昔から、ずっと考えていることがある。

「受け入れられないもの」「異質なもの」を、どう排除しないで日常に取り込んでいくか、ということだ。

 今の時代は、「共感できるもの」ばかりが広まってしまう世の中だ。昔から、当然そうだっただろうが、SNSなどの広がりによって、その傾向は加速度的に強まった。そのこと自体は、良いことだと思う。しかしその傾向が強まることで、「受け入れられないもの」「異質なもの」が、本人が意識しなくても自然と日常の中から排除されていってしまう、ということが、僕は怖いな、と感じられる。

 かつて学校というのは、気が合わない人間ともなんとか友人関係を結ぶ場だった。
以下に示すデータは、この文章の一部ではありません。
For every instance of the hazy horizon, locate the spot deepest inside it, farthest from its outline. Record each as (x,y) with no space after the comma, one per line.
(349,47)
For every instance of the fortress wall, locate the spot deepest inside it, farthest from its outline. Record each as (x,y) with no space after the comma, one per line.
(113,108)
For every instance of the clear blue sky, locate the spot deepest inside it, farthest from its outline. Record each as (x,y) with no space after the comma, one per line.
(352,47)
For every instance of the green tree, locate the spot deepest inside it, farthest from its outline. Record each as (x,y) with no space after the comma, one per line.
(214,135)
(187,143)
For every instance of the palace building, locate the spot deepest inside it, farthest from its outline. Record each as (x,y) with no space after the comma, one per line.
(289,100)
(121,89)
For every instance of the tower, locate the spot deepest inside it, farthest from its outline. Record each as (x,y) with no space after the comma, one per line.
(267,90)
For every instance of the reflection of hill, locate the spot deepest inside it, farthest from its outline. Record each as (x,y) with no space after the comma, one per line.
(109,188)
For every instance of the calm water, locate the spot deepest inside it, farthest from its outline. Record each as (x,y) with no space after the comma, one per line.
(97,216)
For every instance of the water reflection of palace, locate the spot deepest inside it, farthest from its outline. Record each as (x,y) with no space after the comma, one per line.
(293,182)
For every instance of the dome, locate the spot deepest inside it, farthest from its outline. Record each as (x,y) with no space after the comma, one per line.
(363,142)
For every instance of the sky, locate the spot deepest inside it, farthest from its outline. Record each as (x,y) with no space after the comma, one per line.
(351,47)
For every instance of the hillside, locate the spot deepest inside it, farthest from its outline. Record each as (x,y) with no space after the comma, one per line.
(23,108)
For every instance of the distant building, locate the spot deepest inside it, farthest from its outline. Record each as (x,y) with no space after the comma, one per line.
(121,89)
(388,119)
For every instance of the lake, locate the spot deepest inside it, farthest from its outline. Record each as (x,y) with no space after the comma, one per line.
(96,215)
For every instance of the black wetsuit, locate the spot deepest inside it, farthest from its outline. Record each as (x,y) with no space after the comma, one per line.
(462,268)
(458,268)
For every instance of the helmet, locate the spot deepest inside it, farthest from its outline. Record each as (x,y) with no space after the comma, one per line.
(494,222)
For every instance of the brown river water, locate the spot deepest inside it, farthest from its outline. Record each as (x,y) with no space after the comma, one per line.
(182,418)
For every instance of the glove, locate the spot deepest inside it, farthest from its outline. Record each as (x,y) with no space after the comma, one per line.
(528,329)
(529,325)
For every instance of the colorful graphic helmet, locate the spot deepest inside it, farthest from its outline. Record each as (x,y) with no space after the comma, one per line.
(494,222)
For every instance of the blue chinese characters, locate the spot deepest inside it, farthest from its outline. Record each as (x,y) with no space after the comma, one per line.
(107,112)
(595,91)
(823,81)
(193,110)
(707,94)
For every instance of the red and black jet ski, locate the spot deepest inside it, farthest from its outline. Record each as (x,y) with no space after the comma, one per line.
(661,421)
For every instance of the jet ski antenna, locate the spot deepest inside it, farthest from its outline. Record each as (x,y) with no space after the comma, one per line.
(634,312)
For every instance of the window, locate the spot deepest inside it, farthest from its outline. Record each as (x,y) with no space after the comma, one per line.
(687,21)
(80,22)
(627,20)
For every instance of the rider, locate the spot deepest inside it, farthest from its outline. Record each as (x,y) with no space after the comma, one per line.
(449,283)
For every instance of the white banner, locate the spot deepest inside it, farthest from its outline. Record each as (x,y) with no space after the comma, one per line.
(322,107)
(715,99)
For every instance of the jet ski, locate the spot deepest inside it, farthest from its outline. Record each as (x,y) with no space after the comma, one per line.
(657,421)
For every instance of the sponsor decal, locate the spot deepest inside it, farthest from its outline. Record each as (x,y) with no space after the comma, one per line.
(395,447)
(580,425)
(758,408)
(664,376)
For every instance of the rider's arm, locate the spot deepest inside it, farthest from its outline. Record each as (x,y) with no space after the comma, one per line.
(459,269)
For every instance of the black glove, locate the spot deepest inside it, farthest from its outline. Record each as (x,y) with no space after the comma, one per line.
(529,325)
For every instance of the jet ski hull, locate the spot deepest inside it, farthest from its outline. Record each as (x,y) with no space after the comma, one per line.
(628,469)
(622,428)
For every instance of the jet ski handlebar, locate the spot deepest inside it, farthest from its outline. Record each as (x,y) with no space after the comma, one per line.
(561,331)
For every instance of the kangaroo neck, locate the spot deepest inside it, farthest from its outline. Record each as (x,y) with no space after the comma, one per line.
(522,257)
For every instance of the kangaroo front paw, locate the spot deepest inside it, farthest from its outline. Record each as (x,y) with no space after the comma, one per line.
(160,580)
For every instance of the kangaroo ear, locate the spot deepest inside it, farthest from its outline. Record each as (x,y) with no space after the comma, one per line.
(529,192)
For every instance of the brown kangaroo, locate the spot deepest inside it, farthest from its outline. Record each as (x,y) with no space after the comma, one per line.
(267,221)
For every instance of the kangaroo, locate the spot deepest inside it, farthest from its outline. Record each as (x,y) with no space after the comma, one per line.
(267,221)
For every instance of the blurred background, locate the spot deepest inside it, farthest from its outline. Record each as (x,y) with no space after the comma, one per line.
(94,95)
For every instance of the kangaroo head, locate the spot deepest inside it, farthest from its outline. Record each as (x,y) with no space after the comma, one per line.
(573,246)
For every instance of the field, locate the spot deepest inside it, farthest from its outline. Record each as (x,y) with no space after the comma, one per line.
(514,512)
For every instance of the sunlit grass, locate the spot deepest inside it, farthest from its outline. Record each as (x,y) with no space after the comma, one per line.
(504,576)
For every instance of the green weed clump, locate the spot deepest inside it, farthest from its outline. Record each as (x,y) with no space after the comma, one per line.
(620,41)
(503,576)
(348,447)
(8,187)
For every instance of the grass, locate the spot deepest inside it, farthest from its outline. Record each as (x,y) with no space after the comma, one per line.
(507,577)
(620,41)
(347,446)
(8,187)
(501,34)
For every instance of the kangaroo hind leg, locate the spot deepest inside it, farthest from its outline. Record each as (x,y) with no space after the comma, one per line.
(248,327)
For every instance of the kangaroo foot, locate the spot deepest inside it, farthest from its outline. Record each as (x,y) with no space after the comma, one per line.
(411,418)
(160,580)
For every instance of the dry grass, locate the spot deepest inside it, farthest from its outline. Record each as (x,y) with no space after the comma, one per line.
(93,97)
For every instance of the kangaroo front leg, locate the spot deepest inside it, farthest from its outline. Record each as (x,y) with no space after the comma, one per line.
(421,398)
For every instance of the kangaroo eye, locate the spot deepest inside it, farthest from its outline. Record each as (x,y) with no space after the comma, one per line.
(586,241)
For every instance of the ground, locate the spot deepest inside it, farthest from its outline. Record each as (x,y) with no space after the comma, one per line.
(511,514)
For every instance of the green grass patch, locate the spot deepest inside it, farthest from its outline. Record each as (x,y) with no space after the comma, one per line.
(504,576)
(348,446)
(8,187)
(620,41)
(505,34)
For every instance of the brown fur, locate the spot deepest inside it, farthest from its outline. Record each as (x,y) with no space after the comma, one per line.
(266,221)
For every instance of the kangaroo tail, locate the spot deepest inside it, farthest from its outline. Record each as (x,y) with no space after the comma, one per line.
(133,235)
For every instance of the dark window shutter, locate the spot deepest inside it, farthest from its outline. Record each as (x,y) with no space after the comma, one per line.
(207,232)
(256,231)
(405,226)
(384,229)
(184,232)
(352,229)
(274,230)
距離的に近い場所にいる人間としか出会う機会がなかった以上、共感しにくい相手ともどうにか折り合いをつける作法を、僕らは日常の中で身につけていったはずだ。

 しかし今は、学校で無理して友人を作らなくても、ネット上で気の合う仲間を見つけられる。そうなればなるほど、気の合わない人間と関わる意欲がどんどん薄れ、自分の周りには共感できるものしかない、という状況を生み出せる。それは怖いことなのだと僕は感じてしまうのだ。

 すれ違う、共感できない、理解できない・・・。そういう、現代では斬り捨てられてしまいがちなことの大事さが伝わる3作品を紹介しようと思う。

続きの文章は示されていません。